Davies describes his work as an art-game, as do many of the artists that he references. At first glance, his work may not appear to be the type of videogame that most people are familiar with, lacking common game elements like goals, direct objectives or a competitive element. But his work does share many other characteristics, however: it is made in a game engine, it is interactive, spatial, and as computational media, it cannot be run on anything other than a computational device. The work also aims to generate meaning via the player’s interaction with game mechanics and dynamics. Certain associations made with videogames are relevant in the context of his concern with attention and perception. Videogames are ‘what if’ scenarios that typically share many aspects with our contemporary lives under a capitalist system; they orientate towards the completion of goals, in competitive, frantic worlds that are geared towards fast-paced action. Davies's work aims to subvert these clichés by creating an art-game in which your only goal is to slow down and look.

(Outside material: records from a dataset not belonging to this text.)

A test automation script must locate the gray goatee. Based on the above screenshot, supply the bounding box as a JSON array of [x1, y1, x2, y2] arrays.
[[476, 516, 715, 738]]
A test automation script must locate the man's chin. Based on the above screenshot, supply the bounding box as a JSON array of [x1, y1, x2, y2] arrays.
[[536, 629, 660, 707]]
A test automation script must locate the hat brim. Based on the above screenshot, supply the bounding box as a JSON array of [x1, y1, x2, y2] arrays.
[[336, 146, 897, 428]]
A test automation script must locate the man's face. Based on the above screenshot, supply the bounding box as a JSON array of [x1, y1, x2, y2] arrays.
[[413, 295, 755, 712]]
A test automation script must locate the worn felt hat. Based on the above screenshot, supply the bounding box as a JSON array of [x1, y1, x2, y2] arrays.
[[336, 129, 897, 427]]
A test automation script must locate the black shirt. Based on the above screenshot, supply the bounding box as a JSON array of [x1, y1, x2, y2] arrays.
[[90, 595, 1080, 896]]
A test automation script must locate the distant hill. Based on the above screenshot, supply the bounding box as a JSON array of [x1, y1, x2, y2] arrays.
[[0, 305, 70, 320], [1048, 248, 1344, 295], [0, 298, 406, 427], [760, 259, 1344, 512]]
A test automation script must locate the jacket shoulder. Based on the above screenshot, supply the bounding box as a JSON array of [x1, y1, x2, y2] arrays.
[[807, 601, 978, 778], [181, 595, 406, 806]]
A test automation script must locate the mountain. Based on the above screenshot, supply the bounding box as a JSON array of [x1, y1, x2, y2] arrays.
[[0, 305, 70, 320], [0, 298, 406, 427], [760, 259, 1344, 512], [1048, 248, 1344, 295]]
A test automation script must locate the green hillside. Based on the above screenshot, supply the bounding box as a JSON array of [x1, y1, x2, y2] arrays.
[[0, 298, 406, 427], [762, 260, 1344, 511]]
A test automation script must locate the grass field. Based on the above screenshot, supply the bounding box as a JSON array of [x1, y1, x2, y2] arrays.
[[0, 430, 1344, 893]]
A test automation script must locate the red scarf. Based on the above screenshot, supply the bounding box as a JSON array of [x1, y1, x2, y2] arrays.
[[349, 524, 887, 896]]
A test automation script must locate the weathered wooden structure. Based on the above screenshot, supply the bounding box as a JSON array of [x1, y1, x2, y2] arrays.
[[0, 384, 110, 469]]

Throughout Half-Real you will find drawings that have been scribbled onto the side of buildings, on roads and varies other objects. Moreover, the landscape itself has been expressively sculpted by being extruded and moulded into the ground you walk on. Paintings and drawings have then been pasted onto these forms. This is a way of representing what writer and historian Rebecca Solnit means when she says that ‘the rhythm of walking creates a kind of rhythm of thinking, and the passage through a landscape stimulates the passage through a series of thoughts.’ The doodles and colour express the feelings or emotions that one might shift between while aimlessly wandering, and while your mind is not occupied with any one thing in particular.